Google DeepMind, a research branch of Google focused on AI, has introduced Genie 2, a foundational world model capable of creating "action-controllable, playable 3D environments" for fast prototyping and training AI agents.
Advanced Capabilities
According to the company, Genie 2 enhances the abilities of its earlier version and can produce "a vast diversity of rich 3D worlds." It’s capable of simulating interactions between objects, animations for characters, physics, and Non-Playable Characters (NPCs) along with their animations and interactions. This model can take both text and visual cues as input.
Memory and Perspective
Genie 2 is designed to remember elements of the world that aren’t visible to the player and can render them when they become visible again. This is akin to the Level of Detail (LOD) technique used in gaming, which adjusts the complexity of the objects and environments based on the player's Field Of View (FOV).

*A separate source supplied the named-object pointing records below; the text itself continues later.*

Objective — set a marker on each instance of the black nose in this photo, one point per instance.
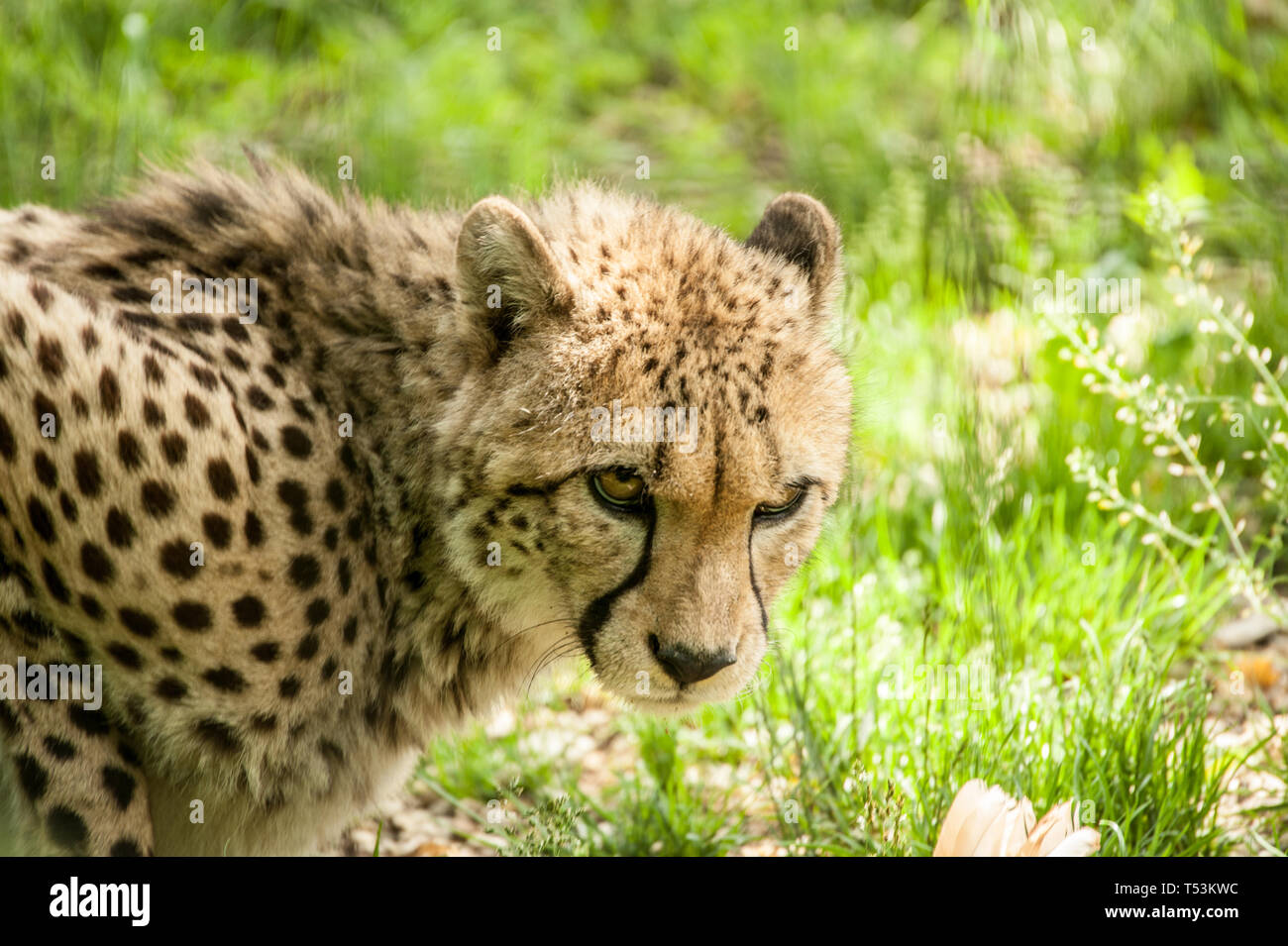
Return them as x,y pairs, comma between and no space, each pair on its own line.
690,666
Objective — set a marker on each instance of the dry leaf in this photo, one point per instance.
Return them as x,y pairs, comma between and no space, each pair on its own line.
984,821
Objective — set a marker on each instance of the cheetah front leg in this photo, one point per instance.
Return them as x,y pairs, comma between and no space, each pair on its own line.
78,784
73,782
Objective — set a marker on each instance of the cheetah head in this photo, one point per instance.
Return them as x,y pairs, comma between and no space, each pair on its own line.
649,431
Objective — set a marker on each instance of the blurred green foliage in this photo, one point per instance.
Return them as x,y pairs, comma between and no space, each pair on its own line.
1052,121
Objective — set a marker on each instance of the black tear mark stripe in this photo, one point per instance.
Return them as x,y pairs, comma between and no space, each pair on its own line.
597,610
755,588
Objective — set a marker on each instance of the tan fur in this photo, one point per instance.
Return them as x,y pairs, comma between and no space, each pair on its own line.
443,554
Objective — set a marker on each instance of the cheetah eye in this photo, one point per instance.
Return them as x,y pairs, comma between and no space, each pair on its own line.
619,488
767,511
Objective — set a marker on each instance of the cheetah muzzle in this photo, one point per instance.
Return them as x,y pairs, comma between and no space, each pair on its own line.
445,452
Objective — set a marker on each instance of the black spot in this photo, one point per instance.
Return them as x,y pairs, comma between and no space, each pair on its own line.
296,442
191,615
266,652
233,328
119,784
317,611
125,656
91,607
129,450
33,624
59,748
7,441
292,493
304,572
54,581
110,392
254,529
120,528
249,610
50,357
153,413
253,465
137,622
219,735
67,829
218,529
97,564
158,498
223,482
205,377
170,688
175,559
174,448
42,519
80,650
89,721
104,270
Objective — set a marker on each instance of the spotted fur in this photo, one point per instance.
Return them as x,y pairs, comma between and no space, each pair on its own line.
205,525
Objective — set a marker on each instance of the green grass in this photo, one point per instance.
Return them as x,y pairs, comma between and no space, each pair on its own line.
945,553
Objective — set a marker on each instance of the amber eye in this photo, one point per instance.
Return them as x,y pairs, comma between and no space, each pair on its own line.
621,488
778,510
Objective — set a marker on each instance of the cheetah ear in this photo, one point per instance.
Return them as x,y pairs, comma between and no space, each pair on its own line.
800,229
507,277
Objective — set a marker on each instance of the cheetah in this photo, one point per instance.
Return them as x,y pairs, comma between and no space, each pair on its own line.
442,452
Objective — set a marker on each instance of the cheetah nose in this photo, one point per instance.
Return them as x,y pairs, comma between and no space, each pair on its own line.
690,666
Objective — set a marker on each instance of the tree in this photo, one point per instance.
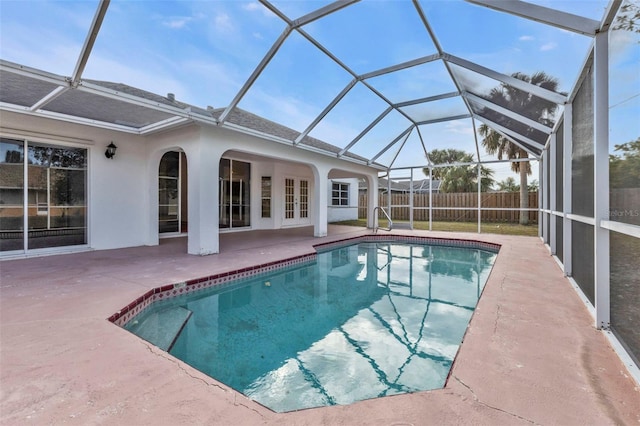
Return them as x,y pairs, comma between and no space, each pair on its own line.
624,168
458,178
508,185
524,104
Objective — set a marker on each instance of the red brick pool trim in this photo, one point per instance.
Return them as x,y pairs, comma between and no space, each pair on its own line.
165,292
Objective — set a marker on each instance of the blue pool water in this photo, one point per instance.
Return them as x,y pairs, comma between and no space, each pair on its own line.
360,322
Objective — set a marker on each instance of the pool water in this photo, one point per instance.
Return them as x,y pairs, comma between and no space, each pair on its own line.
359,322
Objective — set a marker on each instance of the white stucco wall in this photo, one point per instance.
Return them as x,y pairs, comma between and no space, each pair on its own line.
122,193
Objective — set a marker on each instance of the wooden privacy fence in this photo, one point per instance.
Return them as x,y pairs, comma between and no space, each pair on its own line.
466,200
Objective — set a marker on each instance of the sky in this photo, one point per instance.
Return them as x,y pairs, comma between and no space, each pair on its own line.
204,52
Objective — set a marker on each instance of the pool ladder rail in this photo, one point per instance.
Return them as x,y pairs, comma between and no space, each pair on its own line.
375,227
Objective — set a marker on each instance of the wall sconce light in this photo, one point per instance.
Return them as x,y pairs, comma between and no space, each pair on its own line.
111,150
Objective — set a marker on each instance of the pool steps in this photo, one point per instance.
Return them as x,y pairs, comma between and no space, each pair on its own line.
161,328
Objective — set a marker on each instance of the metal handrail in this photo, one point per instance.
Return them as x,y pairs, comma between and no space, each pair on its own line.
375,227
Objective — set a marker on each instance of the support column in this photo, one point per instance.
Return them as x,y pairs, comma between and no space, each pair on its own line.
545,197
567,148
372,200
601,178
320,200
551,155
203,186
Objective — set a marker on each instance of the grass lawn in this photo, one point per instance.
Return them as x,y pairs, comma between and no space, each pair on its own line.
489,228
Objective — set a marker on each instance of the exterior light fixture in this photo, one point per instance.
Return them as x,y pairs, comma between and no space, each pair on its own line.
111,150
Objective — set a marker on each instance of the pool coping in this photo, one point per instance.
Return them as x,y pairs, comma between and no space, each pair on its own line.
531,354
168,291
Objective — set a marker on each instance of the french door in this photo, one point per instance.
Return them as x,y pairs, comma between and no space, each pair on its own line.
296,201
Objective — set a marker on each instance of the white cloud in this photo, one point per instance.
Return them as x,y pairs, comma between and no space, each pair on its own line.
459,127
251,7
177,23
548,46
256,7
223,23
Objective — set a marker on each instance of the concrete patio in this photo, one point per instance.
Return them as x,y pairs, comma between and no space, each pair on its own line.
530,356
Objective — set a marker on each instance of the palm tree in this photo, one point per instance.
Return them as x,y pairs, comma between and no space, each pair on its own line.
524,104
458,178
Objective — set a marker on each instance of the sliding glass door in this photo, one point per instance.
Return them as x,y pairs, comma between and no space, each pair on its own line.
235,194
43,193
172,194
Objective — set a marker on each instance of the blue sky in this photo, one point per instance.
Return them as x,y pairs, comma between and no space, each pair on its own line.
204,51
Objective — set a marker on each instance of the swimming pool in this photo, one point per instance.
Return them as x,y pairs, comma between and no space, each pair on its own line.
355,322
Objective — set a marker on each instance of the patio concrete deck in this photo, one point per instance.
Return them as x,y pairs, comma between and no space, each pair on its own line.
530,355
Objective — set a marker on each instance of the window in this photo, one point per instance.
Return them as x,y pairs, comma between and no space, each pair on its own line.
266,196
340,194
50,208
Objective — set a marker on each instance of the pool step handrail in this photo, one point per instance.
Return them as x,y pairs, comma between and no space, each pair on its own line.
375,227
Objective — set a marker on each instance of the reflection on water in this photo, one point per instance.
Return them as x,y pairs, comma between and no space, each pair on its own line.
363,321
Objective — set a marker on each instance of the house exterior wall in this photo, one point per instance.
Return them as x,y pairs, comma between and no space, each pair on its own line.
122,193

The model can create new content in real-time and keep a stable world "for up to a minute." It also offers the ability to render environments from various viewpoints, such as first-person, third-person, or isometric perspectives.
Realistic Effects
Additionally, it can produce sophisticated effects, including smoke, object interactions, fluid dynamics, gravity, and advanced lighting and reflections. DeepMind claims this model can facilitate the quick prototyping of fresh concepts and ideas. Users can also create and manage AI agents with straightforward prompts.
Numerous companies are developing foundational world models that can simulate and build representations of environments. For instance, Decart's Oasis allows users to engage with a real-time AI-generated version of Minecraft, while AI leader Fei Fei Li’s start-up, World Labs, also features a 3D generator.
Google DeepMind’s contributions are setting a new standard in the realm of AI and simulated environments.